Qui ces hommes pouvaient-ils bien garder aussi sérieusement, au sous-sol d'un orphelinat de l'enfer ? Un enfant qui revêtait une importance particulière pour le gouvernement ? Ou des enfants ?

La vampire porta un ongle à ses dents. Peut-être Fiona et Nolan se trouvaient-ils derrière cette porte. Cela expliquerait les précautions prises par l'établissement pour s'assurer qu'elle ne pourrait pas s'en approcher. Pourtant, le fait qu'un seul de ces fusils qu'elle craignait tant se trouve ici l'interpellait. Si les dirigeants du foyer s'attendaient à voir une originelle débarquer, ils auraient logiquement équipé tout leur personnel de telles armes, sans exception, pas un malheureux individu assis sur une chaise. Les balles de ce fusil ne lui étaient donc vraisemblablement pas destinées.

Forte de cette conclusion, Ecaterina mit la question de côté pour se concentrer sur la suivante : si ce n'étaient pas Fiona et Nolan qui se trouvaient là, qui était-ce ? Ou quoi ? Elle aurait beau se remuer les méninges, la réponse lui demeurerait inconnue tant qu'elle restait cachée là.

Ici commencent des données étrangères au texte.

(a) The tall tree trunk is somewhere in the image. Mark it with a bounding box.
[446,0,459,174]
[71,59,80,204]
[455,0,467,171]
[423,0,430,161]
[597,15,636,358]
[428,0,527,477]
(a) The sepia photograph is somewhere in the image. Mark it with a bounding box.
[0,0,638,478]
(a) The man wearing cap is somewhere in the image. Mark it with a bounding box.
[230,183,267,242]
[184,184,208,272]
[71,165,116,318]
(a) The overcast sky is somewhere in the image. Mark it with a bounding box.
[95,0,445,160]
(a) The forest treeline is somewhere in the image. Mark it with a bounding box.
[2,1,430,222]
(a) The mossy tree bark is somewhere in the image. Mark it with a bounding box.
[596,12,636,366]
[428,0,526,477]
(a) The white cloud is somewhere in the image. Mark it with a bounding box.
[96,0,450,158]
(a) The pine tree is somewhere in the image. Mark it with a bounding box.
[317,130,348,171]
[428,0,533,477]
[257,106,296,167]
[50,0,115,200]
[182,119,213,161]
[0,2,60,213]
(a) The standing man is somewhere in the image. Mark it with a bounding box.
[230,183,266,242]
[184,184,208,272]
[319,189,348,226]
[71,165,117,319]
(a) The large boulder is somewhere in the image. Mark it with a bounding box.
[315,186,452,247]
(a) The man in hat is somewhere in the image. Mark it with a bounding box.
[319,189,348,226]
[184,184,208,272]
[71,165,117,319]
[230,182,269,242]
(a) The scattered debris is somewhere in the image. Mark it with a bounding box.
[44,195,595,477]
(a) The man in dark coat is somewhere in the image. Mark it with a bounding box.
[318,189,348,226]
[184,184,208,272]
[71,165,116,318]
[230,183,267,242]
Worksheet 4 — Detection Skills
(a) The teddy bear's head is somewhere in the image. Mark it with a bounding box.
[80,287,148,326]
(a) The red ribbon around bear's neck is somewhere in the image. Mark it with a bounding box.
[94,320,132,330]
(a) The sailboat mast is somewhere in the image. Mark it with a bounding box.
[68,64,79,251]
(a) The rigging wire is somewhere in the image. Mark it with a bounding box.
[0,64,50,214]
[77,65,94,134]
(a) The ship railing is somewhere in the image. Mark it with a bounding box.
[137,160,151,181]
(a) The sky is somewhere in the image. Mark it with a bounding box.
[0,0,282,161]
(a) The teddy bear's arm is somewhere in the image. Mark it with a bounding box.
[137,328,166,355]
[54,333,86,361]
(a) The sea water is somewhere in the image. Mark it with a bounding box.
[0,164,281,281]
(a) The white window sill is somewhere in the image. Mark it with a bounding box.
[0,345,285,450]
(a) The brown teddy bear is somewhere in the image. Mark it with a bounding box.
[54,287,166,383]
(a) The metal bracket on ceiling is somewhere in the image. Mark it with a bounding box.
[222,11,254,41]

La vampire baissa les yeux sur ses blessures. La première, sur sa cuisse, ne saignait déjà plus. Elle était cependant loin d'avoir totalement cicatrisé et le moindre mouvement un peu brusque risquait de la rouvrir. Ses plaies au ventre, au bras et à la main, en revanche, n'avaient pas encore atteint ce premier stade : ses vêtements continuaient de s'humidifier autour des nombreuses déchirures du tissu.

Elle s'appuya un instant contre le mur et ferma les yeux. Si elle pouvait gagner une ou deux minutes, ses vaisseaux sanguins auraient le temps de se comprimer pour arrêter l'hémorragie, sa chair commencerait à se refermer et elle serait en pleine possession de ses moyens pour affronter les balles de gros calibre qui ne manqueraient pas de voler sur elle dès qu'elle passerait l'angle du couloir. Peut-être. Elle l'espérait.

Ecaterina s'obligea à respirer profondément, aussi discrètement que possible. Les battements de son cœur s'apaisèrent, le froid qui s'infiltrait dans ses membres par le biais de ses vêtements humides reflua. Elle se laissa glisser au sol et détendit ses muscles pour mobiliser toutes ses forces sur sa guérison.